One of his fingers had started tapping a rapid rhythm on the table and Jumin had to fight the urge to reach over and stop it; that would be too much, too fast, too invading. He didn’t want to overstep his bounds, didn’t want to scare V off, but he felt sick. Unsteady. There was only a table’s worth of distance between them and yet he was getting vertigo. The tapping was an odd rhythm, something hauntingly familiar, but broken. Too complicated to be reduced to one instrument, too loud to translate well in the noise of the restaurant.

Distantly, like he was watching someone else go through the motions, Jumin saw his hands gripping the fork until it left indents in his skin. His meal felt less and less appetising by the minute. Cured duck with walnuts and pear, something his father had recommended. It felt leaden and ashy in his mouth, much like a full stop. Here: the end of something.

He looked up, hoping to meet V’s eyes, but found them looking at the fixtures on the wall.

‘I’m sorry too,’ Jumin said. Not a lie, but not true either. He wasn’t sorry. He was _scared_ , scared for and by V. It was a bitter taste, eager to join the duck. Something deserving of a more sombre setting than their favourite restaurant. ‘I was so insistent on getting to see you, but I never even thought to ask if you were feeling up for it. I’m afraid I’m a very selfish friend.’
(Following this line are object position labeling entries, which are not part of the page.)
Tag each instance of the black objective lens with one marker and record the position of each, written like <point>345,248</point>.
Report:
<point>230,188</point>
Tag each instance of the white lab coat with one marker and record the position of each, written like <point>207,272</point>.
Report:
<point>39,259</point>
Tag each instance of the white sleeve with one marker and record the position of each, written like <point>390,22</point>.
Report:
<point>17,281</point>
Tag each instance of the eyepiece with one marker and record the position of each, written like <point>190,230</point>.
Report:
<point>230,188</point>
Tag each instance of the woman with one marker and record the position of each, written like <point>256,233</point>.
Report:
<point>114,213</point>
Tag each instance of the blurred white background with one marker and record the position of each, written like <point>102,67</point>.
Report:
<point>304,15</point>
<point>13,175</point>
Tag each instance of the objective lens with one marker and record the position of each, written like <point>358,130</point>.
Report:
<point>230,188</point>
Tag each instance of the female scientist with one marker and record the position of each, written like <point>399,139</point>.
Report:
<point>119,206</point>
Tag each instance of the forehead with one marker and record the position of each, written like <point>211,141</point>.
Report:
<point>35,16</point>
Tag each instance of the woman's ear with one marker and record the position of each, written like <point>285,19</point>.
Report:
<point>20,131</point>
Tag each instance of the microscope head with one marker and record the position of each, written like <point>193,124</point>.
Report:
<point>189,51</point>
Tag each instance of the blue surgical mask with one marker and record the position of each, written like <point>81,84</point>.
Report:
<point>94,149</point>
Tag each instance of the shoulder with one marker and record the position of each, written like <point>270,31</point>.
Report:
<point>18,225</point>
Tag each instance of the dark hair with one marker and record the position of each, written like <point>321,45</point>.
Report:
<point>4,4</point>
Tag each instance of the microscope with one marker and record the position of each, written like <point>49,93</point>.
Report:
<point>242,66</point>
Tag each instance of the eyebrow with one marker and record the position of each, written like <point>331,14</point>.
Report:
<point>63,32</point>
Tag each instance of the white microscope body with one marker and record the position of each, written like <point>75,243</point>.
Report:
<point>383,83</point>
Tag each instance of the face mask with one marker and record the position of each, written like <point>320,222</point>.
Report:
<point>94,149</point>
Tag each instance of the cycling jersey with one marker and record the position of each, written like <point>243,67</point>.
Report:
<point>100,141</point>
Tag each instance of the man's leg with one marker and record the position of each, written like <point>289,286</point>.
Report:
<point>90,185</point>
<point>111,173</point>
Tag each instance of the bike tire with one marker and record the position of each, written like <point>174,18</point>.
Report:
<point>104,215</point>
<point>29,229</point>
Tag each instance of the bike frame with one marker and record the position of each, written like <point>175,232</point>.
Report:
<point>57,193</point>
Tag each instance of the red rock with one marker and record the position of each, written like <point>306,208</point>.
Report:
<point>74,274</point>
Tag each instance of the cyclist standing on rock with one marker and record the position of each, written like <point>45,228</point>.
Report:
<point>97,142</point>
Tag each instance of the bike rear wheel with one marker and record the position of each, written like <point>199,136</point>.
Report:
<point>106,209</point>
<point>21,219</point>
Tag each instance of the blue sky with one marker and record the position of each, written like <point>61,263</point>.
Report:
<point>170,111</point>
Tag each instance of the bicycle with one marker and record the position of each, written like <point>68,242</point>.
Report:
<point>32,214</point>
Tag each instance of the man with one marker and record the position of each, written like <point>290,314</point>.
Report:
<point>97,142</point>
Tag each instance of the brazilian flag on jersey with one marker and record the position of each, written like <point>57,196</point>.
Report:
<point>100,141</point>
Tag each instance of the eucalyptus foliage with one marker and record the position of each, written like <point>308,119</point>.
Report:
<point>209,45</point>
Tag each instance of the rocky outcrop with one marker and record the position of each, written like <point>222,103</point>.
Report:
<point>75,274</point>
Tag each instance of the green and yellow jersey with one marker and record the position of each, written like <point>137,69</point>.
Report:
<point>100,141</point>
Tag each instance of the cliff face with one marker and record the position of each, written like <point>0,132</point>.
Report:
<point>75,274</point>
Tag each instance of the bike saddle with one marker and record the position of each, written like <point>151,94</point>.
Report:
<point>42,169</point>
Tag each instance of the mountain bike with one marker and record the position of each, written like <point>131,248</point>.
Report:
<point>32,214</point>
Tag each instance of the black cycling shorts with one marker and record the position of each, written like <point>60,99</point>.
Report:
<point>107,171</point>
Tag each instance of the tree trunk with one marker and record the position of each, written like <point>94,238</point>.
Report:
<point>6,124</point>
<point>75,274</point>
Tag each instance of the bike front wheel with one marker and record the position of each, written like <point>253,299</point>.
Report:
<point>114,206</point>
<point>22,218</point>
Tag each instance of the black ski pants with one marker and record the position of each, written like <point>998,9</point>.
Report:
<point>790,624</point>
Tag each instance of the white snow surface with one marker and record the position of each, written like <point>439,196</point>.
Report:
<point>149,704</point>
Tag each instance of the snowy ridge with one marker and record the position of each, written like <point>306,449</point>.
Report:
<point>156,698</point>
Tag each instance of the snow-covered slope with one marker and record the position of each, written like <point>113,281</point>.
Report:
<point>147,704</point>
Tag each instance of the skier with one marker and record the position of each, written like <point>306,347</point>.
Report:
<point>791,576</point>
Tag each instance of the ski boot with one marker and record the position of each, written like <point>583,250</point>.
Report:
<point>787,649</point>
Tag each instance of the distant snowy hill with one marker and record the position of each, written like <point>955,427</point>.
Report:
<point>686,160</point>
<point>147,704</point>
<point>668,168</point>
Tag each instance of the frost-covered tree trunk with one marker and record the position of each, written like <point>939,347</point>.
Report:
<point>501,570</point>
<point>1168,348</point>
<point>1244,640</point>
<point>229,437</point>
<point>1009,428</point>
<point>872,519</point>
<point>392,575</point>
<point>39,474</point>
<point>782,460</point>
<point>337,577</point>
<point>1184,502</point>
‘Don’t say that.'  V’s voice was soft, and he was finally looking him in the eye. 'Don’t ever say that. You’re my closest friend, I _wanted_ to see you.’

The tapping had stopped for a brief moment but picked up again the second V found whatever stray thought he’d been struggling to articulate.

‘I’m the selfish friend here.’

‘That’s not true.’

_Tap tap tap tap taptaptaptaptap_

‘Jumin, you were always too kind for your own good,‘ a smile, a laugh, ‘let me shoulder some of the blame this time around.’

V was smiling, but there was nothing funny about this. At least, nothing that Jumin would find amusing about that statement. He tried to allow some room for some of the nuance he always seem to miss in conversations, but it still left him unnerved and with a hollow feeling in his chest.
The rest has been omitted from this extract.